O mal que um dia acaba

Meus dois melhores amigos estão desempregados. À minha volta, por onde olho, vejo o desemprego. Com ele, o desalento, a sensação de fracasso, especialmente de pais obrigados a diminuir o padrão de vida dos filhos.
Outro dia conversei com um pai que precisou tirar os filhos de um colégio particular para colocá-los em uma escola pública. No meu tempo, significava perda de status. Hoje em dia, é perda de formação.
É estranho o processo de desemprego na classe média. Ao contrário das classes mais pobres, não se passa o supremo martírio da fome, da falta de teto. Sempre há um bico para se virar, um parente a quem recorrer.
Com as classes populares, o jogo é outro. Outro dia, no prêmio Ayrton Senna, concorreu uma foto de Pernambuco, de um despejo comandado pela Polícia Militar. No primeiro plano, uniformes e cassetetes emoldurando a cena principal, de um negro, alto, forte, olhos fechados, crispados pela impotência, carregando uma filha no colo, com a mão direita, a esquerda abraçando outra filha, que chorava desesperada. O educador Rubem Alves reparou no detalhe significativo, de que o braço do pai abrigava a menina, e a mão, calejada, tocava delicadamente seu braço.
Com a classe média o drama é diverso, mas o sentimento de impotência é similar.

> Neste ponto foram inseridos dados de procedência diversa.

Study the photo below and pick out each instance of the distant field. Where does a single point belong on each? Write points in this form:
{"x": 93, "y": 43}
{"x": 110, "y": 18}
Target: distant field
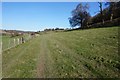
{"x": 81, "y": 53}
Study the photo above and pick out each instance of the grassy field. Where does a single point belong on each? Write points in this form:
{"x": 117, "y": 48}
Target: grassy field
{"x": 82, "y": 53}
{"x": 8, "y": 41}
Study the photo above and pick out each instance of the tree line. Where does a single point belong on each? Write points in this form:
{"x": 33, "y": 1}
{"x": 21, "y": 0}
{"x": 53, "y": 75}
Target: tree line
{"x": 82, "y": 18}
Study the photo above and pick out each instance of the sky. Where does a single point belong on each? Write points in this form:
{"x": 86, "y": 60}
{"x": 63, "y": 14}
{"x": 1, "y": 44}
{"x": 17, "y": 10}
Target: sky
{"x": 37, "y": 16}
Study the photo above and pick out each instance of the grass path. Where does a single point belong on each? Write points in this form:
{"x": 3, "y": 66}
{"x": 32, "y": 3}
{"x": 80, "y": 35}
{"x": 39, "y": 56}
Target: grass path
{"x": 86, "y": 54}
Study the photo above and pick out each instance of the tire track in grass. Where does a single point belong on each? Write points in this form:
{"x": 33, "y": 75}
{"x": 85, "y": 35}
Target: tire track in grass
{"x": 41, "y": 62}
{"x": 90, "y": 65}
{"x": 70, "y": 55}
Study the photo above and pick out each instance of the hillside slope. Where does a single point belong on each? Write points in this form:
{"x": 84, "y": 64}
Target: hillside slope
{"x": 82, "y": 53}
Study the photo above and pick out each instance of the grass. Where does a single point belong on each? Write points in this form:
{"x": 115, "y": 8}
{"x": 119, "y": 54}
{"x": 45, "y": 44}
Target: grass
{"x": 82, "y": 53}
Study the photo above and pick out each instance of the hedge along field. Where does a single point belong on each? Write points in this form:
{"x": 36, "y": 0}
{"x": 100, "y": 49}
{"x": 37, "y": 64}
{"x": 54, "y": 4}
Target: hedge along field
{"x": 81, "y": 53}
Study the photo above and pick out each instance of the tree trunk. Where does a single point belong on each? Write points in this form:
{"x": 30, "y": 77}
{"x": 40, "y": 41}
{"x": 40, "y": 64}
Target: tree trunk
{"x": 111, "y": 17}
{"x": 81, "y": 23}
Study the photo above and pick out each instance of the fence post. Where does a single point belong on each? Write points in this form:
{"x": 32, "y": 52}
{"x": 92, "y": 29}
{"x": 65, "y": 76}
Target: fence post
{"x": 18, "y": 40}
{"x": 14, "y": 41}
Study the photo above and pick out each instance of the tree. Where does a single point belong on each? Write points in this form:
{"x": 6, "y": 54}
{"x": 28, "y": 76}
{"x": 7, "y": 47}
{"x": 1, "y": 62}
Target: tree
{"x": 79, "y": 15}
{"x": 101, "y": 11}
{"x": 114, "y": 9}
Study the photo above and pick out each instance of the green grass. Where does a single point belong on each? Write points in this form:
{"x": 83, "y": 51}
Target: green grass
{"x": 82, "y": 53}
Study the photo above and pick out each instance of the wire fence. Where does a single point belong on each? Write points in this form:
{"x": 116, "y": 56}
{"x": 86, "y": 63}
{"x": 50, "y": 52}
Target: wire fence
{"x": 8, "y": 42}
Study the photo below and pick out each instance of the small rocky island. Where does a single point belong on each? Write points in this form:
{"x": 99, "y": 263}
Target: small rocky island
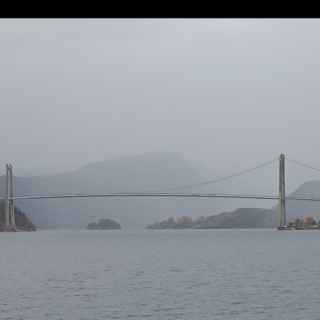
{"x": 104, "y": 224}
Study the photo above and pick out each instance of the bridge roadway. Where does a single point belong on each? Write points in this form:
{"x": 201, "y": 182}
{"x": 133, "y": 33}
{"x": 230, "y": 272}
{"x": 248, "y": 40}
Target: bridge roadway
{"x": 159, "y": 194}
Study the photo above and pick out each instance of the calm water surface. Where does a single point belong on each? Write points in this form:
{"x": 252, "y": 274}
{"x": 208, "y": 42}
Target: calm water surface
{"x": 149, "y": 274}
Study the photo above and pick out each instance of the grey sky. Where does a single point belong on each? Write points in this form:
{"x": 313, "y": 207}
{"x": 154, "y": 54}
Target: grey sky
{"x": 226, "y": 93}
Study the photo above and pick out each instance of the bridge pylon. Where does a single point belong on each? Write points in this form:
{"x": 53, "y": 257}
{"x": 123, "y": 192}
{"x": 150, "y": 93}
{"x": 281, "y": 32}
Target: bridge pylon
{"x": 9, "y": 215}
{"x": 282, "y": 192}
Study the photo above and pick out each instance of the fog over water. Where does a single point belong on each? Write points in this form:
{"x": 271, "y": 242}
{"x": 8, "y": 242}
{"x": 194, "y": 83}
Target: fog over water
{"x": 227, "y": 94}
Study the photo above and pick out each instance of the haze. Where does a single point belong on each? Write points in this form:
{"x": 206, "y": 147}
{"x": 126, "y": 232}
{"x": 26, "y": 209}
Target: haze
{"x": 227, "y": 94}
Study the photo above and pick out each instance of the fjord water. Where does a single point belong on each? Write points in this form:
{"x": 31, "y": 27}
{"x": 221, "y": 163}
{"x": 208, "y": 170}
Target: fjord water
{"x": 152, "y": 274}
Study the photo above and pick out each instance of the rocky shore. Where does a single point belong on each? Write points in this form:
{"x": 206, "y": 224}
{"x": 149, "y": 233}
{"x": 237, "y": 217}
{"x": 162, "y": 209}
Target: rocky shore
{"x": 104, "y": 224}
{"x": 240, "y": 218}
{"x": 23, "y": 223}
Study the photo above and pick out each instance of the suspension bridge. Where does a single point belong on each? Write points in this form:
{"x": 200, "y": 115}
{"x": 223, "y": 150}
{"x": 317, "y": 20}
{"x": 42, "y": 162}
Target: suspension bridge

Quando meu pai deu início à venda de seus bens, toda semana ia à casa da minha tia Zélia para jantar e ouvir as últimas notícias de Poços. Só havia más notícias. A venda da chácara, da casa do tio Léo, do carro, da casa nossa, depois da farmácia. Nesse meio tempo, as irmãs mais novas tendo que sair do Colégio São Domingos, de classe média, para uma escola pública de São Paulo. Depois, um período morando com nossos avós.
A notícia das meninas sendo tiradas da classe do colégio por falta de pagamento, depois a vinda para São Paulo, cada capítulo era como se o chão fosse cedendo, abrindo um buraco cada vez mais fundo em nossas vidas.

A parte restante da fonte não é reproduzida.